Can Cornu Spirals/Euler Spirals/Clothoids be Applied to Multivariable Limits?

From what I understand, evaluating limits of multi-variable functions (for simplicity let's say 2 variables) means that you have to eliminate one of the variables by finding a "path" on which to approach the limit. The way I understand it is that if I'm trying to evaluate $$\lim_{(x,y) \rightarrow (0,0)}\frac{x^2y}{x^4+5y^2}$$ I can say that $y=x^2$ is my "path" and then get $$\lim_{x \rightarrow 0}\frac{x^4}{6x^4}=\frac{1}{6}$$ But just because using $y=x^2$ gave me $\frac{1}{6}$ that doesn't necessarily mean all paths do. So if I want to approach (0,0) from all directions, could I take my path to be something like an Euler spiral/Cornu spiral/clothoid centered on (0,0), which would circle the point infinitely as it approached it, eventually converging on the point from all directions?
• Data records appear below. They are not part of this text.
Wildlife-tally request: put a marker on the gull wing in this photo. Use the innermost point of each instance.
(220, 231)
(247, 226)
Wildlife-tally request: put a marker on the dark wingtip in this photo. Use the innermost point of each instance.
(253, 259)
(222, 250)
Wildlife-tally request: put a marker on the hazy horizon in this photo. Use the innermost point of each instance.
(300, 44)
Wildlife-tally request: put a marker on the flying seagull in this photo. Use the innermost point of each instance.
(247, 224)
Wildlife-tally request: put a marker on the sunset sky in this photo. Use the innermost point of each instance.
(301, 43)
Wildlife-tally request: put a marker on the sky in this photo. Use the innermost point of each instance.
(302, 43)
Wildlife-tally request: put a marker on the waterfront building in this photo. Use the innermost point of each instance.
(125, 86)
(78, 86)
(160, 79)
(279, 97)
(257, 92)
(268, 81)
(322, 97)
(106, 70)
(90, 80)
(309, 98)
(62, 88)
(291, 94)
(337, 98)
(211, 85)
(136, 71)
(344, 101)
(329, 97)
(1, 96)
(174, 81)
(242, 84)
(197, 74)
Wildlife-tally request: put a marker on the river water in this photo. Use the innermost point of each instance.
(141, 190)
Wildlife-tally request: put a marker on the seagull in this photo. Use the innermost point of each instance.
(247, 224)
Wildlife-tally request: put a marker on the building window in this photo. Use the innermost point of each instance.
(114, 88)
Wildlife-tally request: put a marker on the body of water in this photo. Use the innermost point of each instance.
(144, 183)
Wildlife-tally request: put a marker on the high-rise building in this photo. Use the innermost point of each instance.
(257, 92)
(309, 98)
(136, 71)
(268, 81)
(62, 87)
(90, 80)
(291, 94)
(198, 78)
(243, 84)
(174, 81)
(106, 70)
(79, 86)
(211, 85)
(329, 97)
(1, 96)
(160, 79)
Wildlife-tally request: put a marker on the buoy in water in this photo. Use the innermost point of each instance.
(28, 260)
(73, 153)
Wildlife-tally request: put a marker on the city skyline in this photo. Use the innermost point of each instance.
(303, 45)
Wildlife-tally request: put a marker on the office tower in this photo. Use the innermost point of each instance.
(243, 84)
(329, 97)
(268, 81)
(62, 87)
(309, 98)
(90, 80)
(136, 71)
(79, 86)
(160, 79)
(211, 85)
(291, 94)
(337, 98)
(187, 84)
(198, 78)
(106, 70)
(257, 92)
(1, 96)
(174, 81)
• Yes, you can take any path that converges to the desired limit, including an Euler spiral. However, you will still have the same problem: just because using a specific spiral gives you a certain limit doesn't necessarily mean all paths do! For example, one can construct a function that is 0 for all points on the spiral and is 1 elsewhere. – Rahul Apr 3 '18 at 5:55

This idea with paths or sequences $(x_n,y_n)$ tending to $(0,0)$ can only be used to prove that some limit does not exist: You obtain a particular counterexample, which then nullifies the conjecture that we have a limit.
It is true that the limit $\lim_{(x,y)\to(0,0)} f(x,y)$ exists iff for all paths converging to $(0,0)$ we obtain the same limit, but you cannot use this fact for a limit proof in practice: There are more paths converging to $(0,0)$ than there are atoms in the universe, and to test all of them would take the first second of eternity.
In fact, if you cannot verify the existence of the limit from simple principles, you have to provide a full $\epsilon/\delta$-proof.